En un momento dado, mientras la gente le felicitaba, el actor reparó en que al final de la sala, casi como queriendo pasar desapercibido, estaba sonriente el viejo párroco del pueblo. Con amabilidad se acercó a él y le dijo que no dudaba de que conocía el salmo, y que por lo mismo le disculpara si se había equivocado en algún detalle al recitarlo. El párroco, amablemente, le aseguró que lo conocía muy bien y en voz casi inaudible comenzó a recitarlo pausadamente “el Señor es mi pastor, nada me falta…”. La gente se dio cuenta y se hizo el silencio, de modo que terminó de recitar su oración en un salón en el que se cortaba la emoción que saturaba el aire. Tanto, que no pocos lloraban mansamente, profundamente conmovidos.

El actor, viendo el “éxito” del sacerdote, le estrechó afablemente la mano y le comentó: “padre, no hay duda de que yo conozco muy bien el salmo, pero usted… usted conoce al pastor”.

Al escuchar recientemente esta pintoresca historia se me vino a la mente, ¿en qué estaré yo pensando en estos días? Un tema que a los educadores en particular, pero principalmente al público en general, ocupa (¿o preocupa?) de manera especial. Me refiero a la pretendida sustitución que máquinas fundamentadas en algoritmos de Inteligencia Artificial, eventualmente realizarán en algunas profesiones y ocupaciones humanas.

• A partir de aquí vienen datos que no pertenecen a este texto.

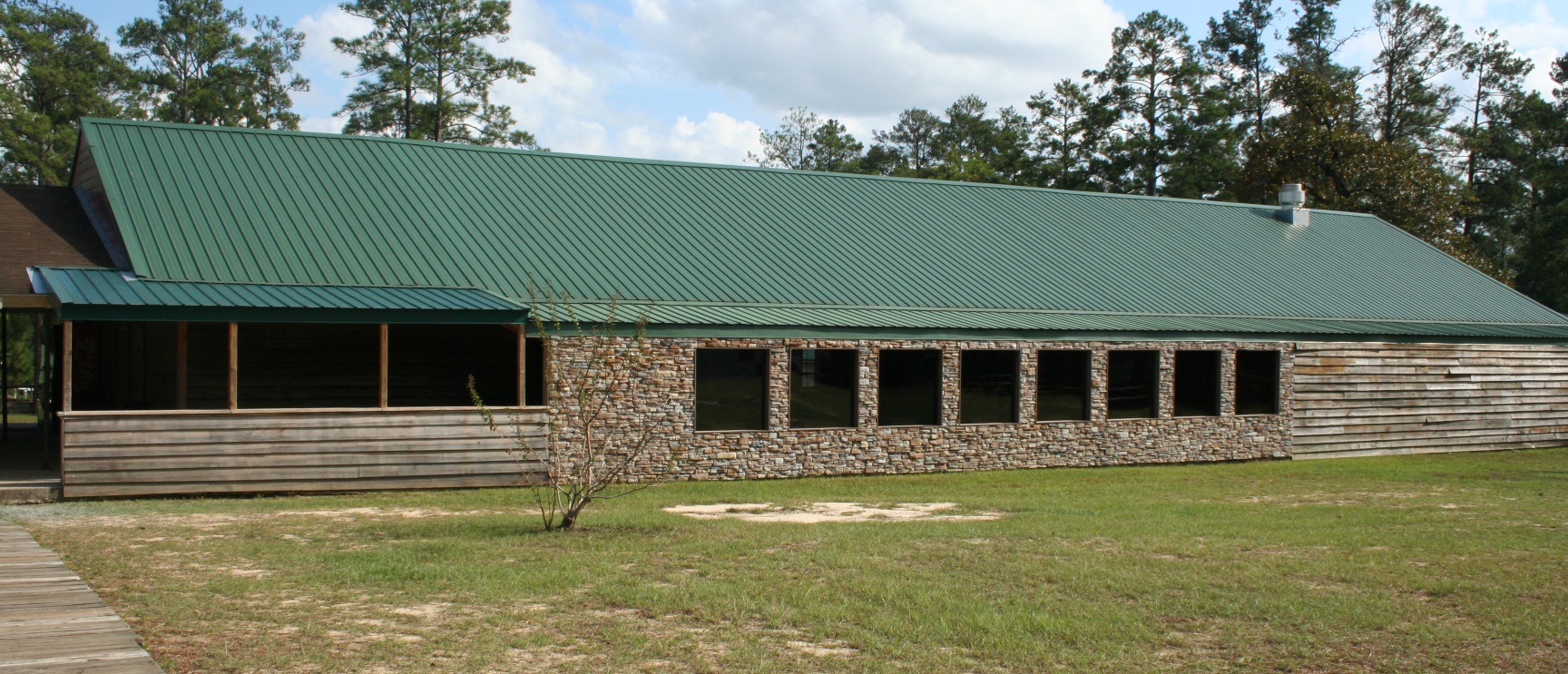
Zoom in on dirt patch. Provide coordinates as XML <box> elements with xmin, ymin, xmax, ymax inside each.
<box><xmin>665</xmin><ymin>502</ymin><xmax>1002</xmax><ymax>523</ymax></box>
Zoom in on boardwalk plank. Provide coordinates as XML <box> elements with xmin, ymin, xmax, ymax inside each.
<box><xmin>0</xmin><ymin>521</ymin><xmax>163</xmax><ymax>674</ymax></box>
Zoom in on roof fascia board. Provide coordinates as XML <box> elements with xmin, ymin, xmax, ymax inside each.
<box><xmin>630</xmin><ymin>323</ymin><xmax>1568</xmax><ymax>347</ymax></box>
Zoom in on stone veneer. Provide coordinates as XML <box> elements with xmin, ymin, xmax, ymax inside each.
<box><xmin>551</xmin><ymin>337</ymin><xmax>1294</xmax><ymax>480</ymax></box>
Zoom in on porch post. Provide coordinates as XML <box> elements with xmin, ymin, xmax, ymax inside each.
<box><xmin>60</xmin><ymin>321</ymin><xmax>77</xmax><ymax>412</ymax></box>
<box><xmin>174</xmin><ymin>321</ymin><xmax>190</xmax><ymax>409</ymax></box>
<box><xmin>0</xmin><ymin>308</ymin><xmax>8</xmax><ymax>442</ymax></box>
<box><xmin>229</xmin><ymin>323</ymin><xmax>240</xmax><ymax>412</ymax></box>
<box><xmin>381</xmin><ymin>323</ymin><xmax>387</xmax><ymax>409</ymax></box>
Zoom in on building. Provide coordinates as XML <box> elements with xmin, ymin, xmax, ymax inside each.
<box><xmin>0</xmin><ymin>119</ymin><xmax>1568</xmax><ymax>497</ymax></box>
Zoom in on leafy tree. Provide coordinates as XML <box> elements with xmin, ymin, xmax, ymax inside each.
<box><xmin>1450</xmin><ymin>30</ymin><xmax>1532</xmax><ymax>266</ymax></box>
<box><xmin>933</xmin><ymin>94</ymin><xmax>1030</xmax><ymax>183</ymax></box>
<box><xmin>332</xmin><ymin>0</ymin><xmax>538</xmax><ymax>147</ymax></box>
<box><xmin>119</xmin><ymin>0</ymin><xmax>309</xmax><ymax>129</ymax></box>
<box><xmin>1083</xmin><ymin>11</ymin><xmax>1208</xmax><ymax>196</ymax></box>
<box><xmin>747</xmin><ymin>108</ymin><xmax>864</xmax><ymax>172</ymax></box>
<box><xmin>1369</xmin><ymin>0</ymin><xmax>1465</xmax><ymax>149</ymax></box>
<box><xmin>747</xmin><ymin>108</ymin><xmax>821</xmax><ymax>171</ymax></box>
<box><xmin>1200</xmin><ymin>0</ymin><xmax>1277</xmax><ymax>135</ymax></box>
<box><xmin>1508</xmin><ymin>54</ymin><xmax>1568</xmax><ymax>312</ymax></box>
<box><xmin>1279</xmin><ymin>0</ymin><xmax>1357</xmax><ymax>86</ymax></box>
<box><xmin>808</xmin><ymin>119</ymin><xmax>866</xmax><ymax>172</ymax></box>
<box><xmin>1243</xmin><ymin>39</ymin><xmax>1496</xmax><ymax>273</ymax></box>
<box><xmin>0</xmin><ymin>0</ymin><xmax>129</xmax><ymax>185</ymax></box>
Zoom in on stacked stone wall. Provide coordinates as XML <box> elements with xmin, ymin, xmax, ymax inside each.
<box><xmin>547</xmin><ymin>337</ymin><xmax>1294</xmax><ymax>480</ymax></box>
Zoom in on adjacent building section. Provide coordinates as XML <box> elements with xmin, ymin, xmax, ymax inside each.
<box><xmin>0</xmin><ymin>119</ymin><xmax>1568</xmax><ymax>497</ymax></box>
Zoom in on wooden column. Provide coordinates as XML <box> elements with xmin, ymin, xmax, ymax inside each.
<box><xmin>0</xmin><ymin>308</ymin><xmax>8</xmax><ymax>442</ymax></box>
<box><xmin>381</xmin><ymin>323</ymin><xmax>387</xmax><ymax>409</ymax></box>
<box><xmin>60</xmin><ymin>321</ymin><xmax>75</xmax><ymax>412</ymax></box>
<box><xmin>174</xmin><ymin>321</ymin><xmax>190</xmax><ymax>409</ymax></box>
<box><xmin>229</xmin><ymin>323</ymin><xmax>240</xmax><ymax>412</ymax></box>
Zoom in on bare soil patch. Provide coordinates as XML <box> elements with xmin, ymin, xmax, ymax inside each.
<box><xmin>665</xmin><ymin>502</ymin><xmax>1002</xmax><ymax>523</ymax></box>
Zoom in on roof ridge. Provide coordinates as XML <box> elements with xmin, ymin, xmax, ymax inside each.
<box><xmin>82</xmin><ymin>118</ymin><xmax>1377</xmax><ymax>218</ymax></box>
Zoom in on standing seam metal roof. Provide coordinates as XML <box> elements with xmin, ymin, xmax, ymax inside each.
<box><xmin>74</xmin><ymin>119</ymin><xmax>1568</xmax><ymax>336</ymax></box>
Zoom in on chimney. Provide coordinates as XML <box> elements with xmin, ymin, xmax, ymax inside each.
<box><xmin>1275</xmin><ymin>181</ymin><xmax>1311</xmax><ymax>228</ymax></box>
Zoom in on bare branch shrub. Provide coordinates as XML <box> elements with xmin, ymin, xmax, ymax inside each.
<box><xmin>469</xmin><ymin>287</ymin><xmax>668</xmax><ymax>532</ymax></box>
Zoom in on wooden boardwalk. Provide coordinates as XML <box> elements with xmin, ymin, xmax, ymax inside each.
<box><xmin>0</xmin><ymin>521</ymin><xmax>163</xmax><ymax>674</ymax></box>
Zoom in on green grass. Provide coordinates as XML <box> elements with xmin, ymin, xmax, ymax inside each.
<box><xmin>9</xmin><ymin>450</ymin><xmax>1568</xmax><ymax>672</ymax></box>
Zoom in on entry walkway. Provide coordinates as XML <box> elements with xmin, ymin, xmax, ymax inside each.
<box><xmin>0</xmin><ymin>521</ymin><xmax>163</xmax><ymax>674</ymax></box>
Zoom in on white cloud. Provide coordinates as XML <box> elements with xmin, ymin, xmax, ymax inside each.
<box><xmin>624</xmin><ymin>0</ymin><xmax>1122</xmax><ymax>118</ymax></box>
<box><xmin>618</xmin><ymin>112</ymin><xmax>762</xmax><ymax>163</ymax></box>
<box><xmin>293</xmin><ymin>5</ymin><xmax>372</xmax><ymax>133</ymax></box>
<box><xmin>1435</xmin><ymin>0</ymin><xmax>1568</xmax><ymax>95</ymax></box>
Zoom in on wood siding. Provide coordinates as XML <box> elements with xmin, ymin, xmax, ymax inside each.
<box><xmin>61</xmin><ymin>407</ymin><xmax>545</xmax><ymax>498</ymax></box>
<box><xmin>1292</xmin><ymin>342</ymin><xmax>1568</xmax><ymax>459</ymax></box>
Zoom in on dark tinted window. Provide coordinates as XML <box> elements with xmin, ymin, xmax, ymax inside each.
<box><xmin>1105</xmin><ymin>351</ymin><xmax>1161</xmax><ymax>418</ymax></box>
<box><xmin>696</xmin><ymin>348</ymin><xmax>769</xmax><ymax>431</ymax></box>
<box><xmin>877</xmin><ymin>349</ymin><xmax>943</xmax><ymax>426</ymax></box>
<box><xmin>789</xmin><ymin>348</ymin><xmax>859</xmax><ymax>428</ymax></box>
<box><xmin>1236</xmin><ymin>351</ymin><xmax>1279</xmax><ymax>414</ymax></box>
<box><xmin>1174</xmin><ymin>351</ymin><xmax>1220</xmax><ymax>417</ymax></box>
<box><xmin>522</xmin><ymin>337</ymin><xmax>544</xmax><ymax>406</ymax></box>
<box><xmin>239</xmin><ymin>323</ymin><xmax>382</xmax><ymax>407</ymax></box>
<box><xmin>958</xmin><ymin>349</ymin><xmax>1017</xmax><ymax>424</ymax></box>
<box><xmin>1034</xmin><ymin>351</ymin><xmax>1090</xmax><ymax>422</ymax></box>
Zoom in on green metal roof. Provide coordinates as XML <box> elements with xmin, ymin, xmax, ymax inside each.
<box><xmin>564</xmin><ymin>302</ymin><xmax>1565</xmax><ymax>342</ymax></box>
<box><xmin>37</xmin><ymin>268</ymin><xmax>527</xmax><ymax>323</ymax></box>
<box><xmin>74</xmin><ymin>119</ymin><xmax>1568</xmax><ymax>337</ymax></box>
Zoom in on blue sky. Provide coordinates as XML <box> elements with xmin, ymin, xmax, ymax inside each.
<box><xmin>67</xmin><ymin>0</ymin><xmax>1568</xmax><ymax>163</ymax></box>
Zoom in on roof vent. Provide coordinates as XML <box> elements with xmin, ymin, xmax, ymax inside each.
<box><xmin>1275</xmin><ymin>181</ymin><xmax>1309</xmax><ymax>228</ymax></box>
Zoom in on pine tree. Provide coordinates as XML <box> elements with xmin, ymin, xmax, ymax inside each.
<box><xmin>332</xmin><ymin>0</ymin><xmax>538</xmax><ymax>147</ymax></box>
<box><xmin>1367</xmin><ymin>0</ymin><xmax>1465</xmax><ymax>151</ymax></box>
<box><xmin>119</xmin><ymin>0</ymin><xmax>309</xmax><ymax>129</ymax></box>
<box><xmin>0</xmin><ymin>0</ymin><xmax>129</xmax><ymax>185</ymax></box>
<box><xmin>1029</xmin><ymin>80</ymin><xmax>1118</xmax><ymax>191</ymax></box>
<box><xmin>1200</xmin><ymin>0</ymin><xmax>1277</xmax><ymax>135</ymax></box>
<box><xmin>1450</xmin><ymin>30</ymin><xmax>1532</xmax><ymax>270</ymax></box>
<box><xmin>867</xmin><ymin>108</ymin><xmax>943</xmax><ymax>177</ymax></box>
<box><xmin>1083</xmin><ymin>11</ymin><xmax>1208</xmax><ymax>196</ymax></box>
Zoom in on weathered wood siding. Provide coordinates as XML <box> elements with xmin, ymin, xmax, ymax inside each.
<box><xmin>1292</xmin><ymin>342</ymin><xmax>1568</xmax><ymax>459</ymax></box>
<box><xmin>61</xmin><ymin>407</ymin><xmax>545</xmax><ymax>498</ymax></box>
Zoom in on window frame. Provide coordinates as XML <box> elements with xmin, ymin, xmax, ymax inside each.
<box><xmin>691</xmin><ymin>347</ymin><xmax>773</xmax><ymax>433</ymax></box>
<box><xmin>1171</xmin><ymin>348</ymin><xmax>1225</xmax><ymax>418</ymax></box>
<box><xmin>1034</xmin><ymin>348</ymin><xmax>1094</xmax><ymax>424</ymax></box>
<box><xmin>787</xmin><ymin>347</ymin><xmax>861</xmax><ymax>431</ymax></box>
<box><xmin>877</xmin><ymin>348</ymin><xmax>947</xmax><ymax>428</ymax></box>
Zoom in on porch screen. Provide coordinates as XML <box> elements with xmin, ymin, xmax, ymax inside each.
<box><xmin>387</xmin><ymin>325</ymin><xmax>517</xmax><ymax>407</ymax></box>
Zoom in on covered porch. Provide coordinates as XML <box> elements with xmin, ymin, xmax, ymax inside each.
<box><xmin>34</xmin><ymin>268</ymin><xmax>545</xmax><ymax>498</ymax></box>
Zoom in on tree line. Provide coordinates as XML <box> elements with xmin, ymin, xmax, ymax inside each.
<box><xmin>0</xmin><ymin>0</ymin><xmax>536</xmax><ymax>185</ymax></box>
<box><xmin>750</xmin><ymin>0</ymin><xmax>1568</xmax><ymax>310</ymax></box>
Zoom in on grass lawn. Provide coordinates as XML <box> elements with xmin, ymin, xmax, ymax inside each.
<box><xmin>0</xmin><ymin>450</ymin><xmax>1568</xmax><ymax>672</ymax></box>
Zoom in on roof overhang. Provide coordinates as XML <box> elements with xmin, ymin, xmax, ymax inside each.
<box><xmin>34</xmin><ymin>268</ymin><xmax>528</xmax><ymax>325</ymax></box>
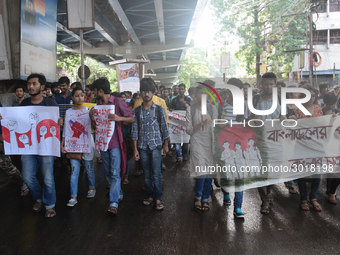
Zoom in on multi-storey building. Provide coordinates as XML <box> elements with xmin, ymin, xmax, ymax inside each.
<box><xmin>292</xmin><ymin>0</ymin><xmax>340</xmax><ymax>86</ymax></box>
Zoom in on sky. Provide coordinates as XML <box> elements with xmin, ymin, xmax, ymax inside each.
<box><xmin>194</xmin><ymin>1</ymin><xmax>217</xmax><ymax>49</ymax></box>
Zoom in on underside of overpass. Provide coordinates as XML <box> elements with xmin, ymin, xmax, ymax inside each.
<box><xmin>57</xmin><ymin>0</ymin><xmax>207</xmax><ymax>86</ymax></box>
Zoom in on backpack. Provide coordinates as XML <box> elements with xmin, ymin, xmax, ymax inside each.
<box><xmin>190</xmin><ymin>103</ymin><xmax>213</xmax><ymax>119</ymax></box>
<box><xmin>135</xmin><ymin>104</ymin><xmax>163</xmax><ymax>137</ymax></box>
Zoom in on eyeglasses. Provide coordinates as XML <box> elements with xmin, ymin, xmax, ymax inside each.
<box><xmin>141</xmin><ymin>91</ymin><xmax>153</xmax><ymax>94</ymax></box>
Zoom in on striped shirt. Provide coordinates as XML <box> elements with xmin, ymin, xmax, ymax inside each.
<box><xmin>221</xmin><ymin>100</ymin><xmax>237</xmax><ymax>121</ymax></box>
<box><xmin>131</xmin><ymin>103</ymin><xmax>170</xmax><ymax>150</ymax></box>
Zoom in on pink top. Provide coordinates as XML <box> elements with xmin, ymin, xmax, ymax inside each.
<box><xmin>98</xmin><ymin>96</ymin><xmax>133</xmax><ymax>149</ymax></box>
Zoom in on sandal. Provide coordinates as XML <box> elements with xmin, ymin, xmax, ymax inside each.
<box><xmin>267</xmin><ymin>193</ymin><xmax>274</xmax><ymax>206</ymax></box>
<box><xmin>311</xmin><ymin>199</ymin><xmax>322</xmax><ymax>212</ymax></box>
<box><xmin>300</xmin><ymin>201</ymin><xmax>309</xmax><ymax>211</ymax></box>
<box><xmin>260</xmin><ymin>201</ymin><xmax>270</xmax><ymax>215</ymax></box>
<box><xmin>156</xmin><ymin>200</ymin><xmax>164</xmax><ymax>211</ymax></box>
<box><xmin>143</xmin><ymin>197</ymin><xmax>153</xmax><ymax>206</ymax></box>
<box><xmin>123</xmin><ymin>176</ymin><xmax>129</xmax><ymax>185</ymax></box>
<box><xmin>194</xmin><ymin>198</ymin><xmax>202</xmax><ymax>212</ymax></box>
<box><xmin>97</xmin><ymin>157</ymin><xmax>103</xmax><ymax>164</ymax></box>
<box><xmin>21</xmin><ymin>184</ymin><xmax>30</xmax><ymax>197</ymax></box>
<box><xmin>33</xmin><ymin>202</ymin><xmax>42</xmax><ymax>212</ymax></box>
<box><xmin>45</xmin><ymin>208</ymin><xmax>57</xmax><ymax>218</ymax></box>
<box><xmin>107</xmin><ymin>206</ymin><xmax>118</xmax><ymax>214</ymax></box>
<box><xmin>327</xmin><ymin>193</ymin><xmax>338</xmax><ymax>205</ymax></box>
<box><xmin>202</xmin><ymin>202</ymin><xmax>210</xmax><ymax>212</ymax></box>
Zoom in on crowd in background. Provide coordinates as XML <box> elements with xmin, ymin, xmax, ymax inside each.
<box><xmin>1</xmin><ymin>73</ymin><xmax>340</xmax><ymax>218</ymax></box>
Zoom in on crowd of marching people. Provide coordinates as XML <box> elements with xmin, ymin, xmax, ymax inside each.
<box><xmin>0</xmin><ymin>72</ymin><xmax>340</xmax><ymax>218</ymax></box>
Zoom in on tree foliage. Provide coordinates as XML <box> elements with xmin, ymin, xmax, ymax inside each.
<box><xmin>211</xmin><ymin>0</ymin><xmax>308</xmax><ymax>78</ymax></box>
<box><xmin>57</xmin><ymin>46</ymin><xmax>118</xmax><ymax>91</ymax></box>
<box><xmin>178</xmin><ymin>48</ymin><xmax>226</xmax><ymax>87</ymax></box>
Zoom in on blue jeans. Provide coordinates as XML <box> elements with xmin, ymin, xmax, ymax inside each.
<box><xmin>21</xmin><ymin>155</ymin><xmax>56</xmax><ymax>209</ymax></box>
<box><xmin>70</xmin><ymin>159</ymin><xmax>95</xmax><ymax>197</ymax></box>
<box><xmin>100</xmin><ymin>147</ymin><xmax>123</xmax><ymax>208</ymax></box>
<box><xmin>222</xmin><ymin>189</ymin><xmax>243</xmax><ymax>209</ymax></box>
<box><xmin>298</xmin><ymin>175</ymin><xmax>321</xmax><ymax>202</ymax></box>
<box><xmin>195</xmin><ymin>177</ymin><xmax>212</xmax><ymax>203</ymax></box>
<box><xmin>139</xmin><ymin>148</ymin><xmax>162</xmax><ymax>200</ymax></box>
<box><xmin>175</xmin><ymin>143</ymin><xmax>189</xmax><ymax>159</ymax></box>
<box><xmin>124</xmin><ymin>158</ymin><xmax>131</xmax><ymax>176</ymax></box>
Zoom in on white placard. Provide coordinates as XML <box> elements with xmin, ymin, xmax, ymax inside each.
<box><xmin>0</xmin><ymin>106</ymin><xmax>60</xmax><ymax>157</ymax></box>
<box><xmin>93</xmin><ymin>105</ymin><xmax>115</xmax><ymax>151</ymax></box>
<box><xmin>64</xmin><ymin>110</ymin><xmax>91</xmax><ymax>153</ymax></box>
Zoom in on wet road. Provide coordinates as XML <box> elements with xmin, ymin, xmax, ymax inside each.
<box><xmin>0</xmin><ymin>154</ymin><xmax>340</xmax><ymax>255</ymax></box>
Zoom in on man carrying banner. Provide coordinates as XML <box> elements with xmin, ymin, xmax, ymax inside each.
<box><xmin>186</xmin><ymin>86</ymin><xmax>217</xmax><ymax>212</ymax></box>
<box><xmin>218</xmin><ymin>78</ymin><xmax>246</xmax><ymax>218</ymax></box>
<box><xmin>90</xmin><ymin>78</ymin><xmax>134</xmax><ymax>214</ymax></box>
<box><xmin>54</xmin><ymin>76</ymin><xmax>72</xmax><ymax>104</ymax></box>
<box><xmin>251</xmin><ymin>72</ymin><xmax>286</xmax><ymax>214</ymax></box>
<box><xmin>170</xmin><ymin>83</ymin><xmax>191</xmax><ymax>163</ymax></box>
<box><xmin>132</xmin><ymin>78</ymin><xmax>169</xmax><ymax>210</ymax></box>
<box><xmin>21</xmin><ymin>74</ymin><xmax>63</xmax><ymax>218</ymax></box>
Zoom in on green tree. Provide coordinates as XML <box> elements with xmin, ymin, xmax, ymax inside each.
<box><xmin>211</xmin><ymin>0</ymin><xmax>308</xmax><ymax>82</ymax></box>
<box><xmin>57</xmin><ymin>46</ymin><xmax>118</xmax><ymax>91</ymax></box>
<box><xmin>178</xmin><ymin>48</ymin><xmax>213</xmax><ymax>87</ymax></box>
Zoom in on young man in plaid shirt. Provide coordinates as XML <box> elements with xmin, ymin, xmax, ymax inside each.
<box><xmin>132</xmin><ymin>78</ymin><xmax>170</xmax><ymax>210</ymax></box>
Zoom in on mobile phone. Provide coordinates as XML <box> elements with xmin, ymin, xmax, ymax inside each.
<box><xmin>34</xmin><ymin>0</ymin><xmax>46</xmax><ymax>17</ymax></box>
<box><xmin>24</xmin><ymin>0</ymin><xmax>35</xmax><ymax>27</ymax></box>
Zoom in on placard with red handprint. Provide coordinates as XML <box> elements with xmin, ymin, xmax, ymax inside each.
<box><xmin>64</xmin><ymin>110</ymin><xmax>91</xmax><ymax>153</ymax></box>
<box><xmin>0</xmin><ymin>106</ymin><xmax>60</xmax><ymax>157</ymax></box>
<box><xmin>94</xmin><ymin>105</ymin><xmax>115</xmax><ymax>151</ymax></box>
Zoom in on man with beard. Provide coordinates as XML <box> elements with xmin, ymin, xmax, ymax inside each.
<box><xmin>21</xmin><ymin>74</ymin><xmax>62</xmax><ymax>218</ymax></box>
<box><xmin>132</xmin><ymin>78</ymin><xmax>170</xmax><ymax>211</ymax></box>
<box><xmin>171</xmin><ymin>85</ymin><xmax>178</xmax><ymax>100</ymax></box>
<box><xmin>50</xmin><ymin>82</ymin><xmax>60</xmax><ymax>99</ymax></box>
<box><xmin>12</xmin><ymin>85</ymin><xmax>25</xmax><ymax>106</ymax></box>
<box><xmin>90</xmin><ymin>78</ymin><xmax>134</xmax><ymax>214</ymax></box>
<box><xmin>54</xmin><ymin>76</ymin><xmax>72</xmax><ymax>104</ymax></box>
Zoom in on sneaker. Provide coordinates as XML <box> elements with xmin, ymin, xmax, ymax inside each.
<box><xmin>234</xmin><ymin>208</ymin><xmax>244</xmax><ymax>219</ymax></box>
<box><xmin>87</xmin><ymin>189</ymin><xmax>96</xmax><ymax>198</ymax></box>
<box><xmin>214</xmin><ymin>179</ymin><xmax>221</xmax><ymax>189</ymax></box>
<box><xmin>223</xmin><ymin>194</ymin><xmax>231</xmax><ymax>205</ymax></box>
<box><xmin>135</xmin><ymin>170</ymin><xmax>143</xmax><ymax>176</ymax></box>
<box><xmin>67</xmin><ymin>198</ymin><xmax>78</xmax><ymax>207</ymax></box>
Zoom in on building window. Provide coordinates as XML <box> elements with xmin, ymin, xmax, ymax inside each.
<box><xmin>329</xmin><ymin>29</ymin><xmax>340</xmax><ymax>44</ymax></box>
<box><xmin>316</xmin><ymin>0</ymin><xmax>327</xmax><ymax>13</ymax></box>
<box><xmin>313</xmin><ymin>30</ymin><xmax>327</xmax><ymax>45</ymax></box>
<box><xmin>329</xmin><ymin>0</ymin><xmax>340</xmax><ymax>12</ymax></box>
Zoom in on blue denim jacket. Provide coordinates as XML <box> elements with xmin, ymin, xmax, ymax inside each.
<box><xmin>132</xmin><ymin>103</ymin><xmax>170</xmax><ymax>150</ymax></box>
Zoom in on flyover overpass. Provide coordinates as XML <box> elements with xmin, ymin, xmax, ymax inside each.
<box><xmin>57</xmin><ymin>0</ymin><xmax>208</xmax><ymax>85</ymax></box>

Pienso que nadie duda de que las actividades repetitivas, mecánicas o rutinarias, terminarán siendo sustituidas tarde o temprano por las máquinas. Sin embargo, todas aquellas otras (pensamiento abstracto, arte creativo, compasión… por citar algunas pocas) que se fundamentan en esa dimensión exclusivamente humana, me refiero a su parte inmaterial o espiritual, difícilmente podrán ser sustituidas por un trabajo maquinal. 

Termino con una imagen que, pienso, puede ilustrar bastante bien esto que vengo diciendo. Concretamente, podemos pensar que la tecnología es muy capaz de diseñar los zapatos que calzamos, e incluso enseñarnos a utilizarlos de manera óptima… Sin embargo, son las humanidades, el contacto humano con otros, lo que en último término no solo nos enseñan a caminar, sino, más importante, nos capacitan para saber hacia dónde dirigir nuestros pasos.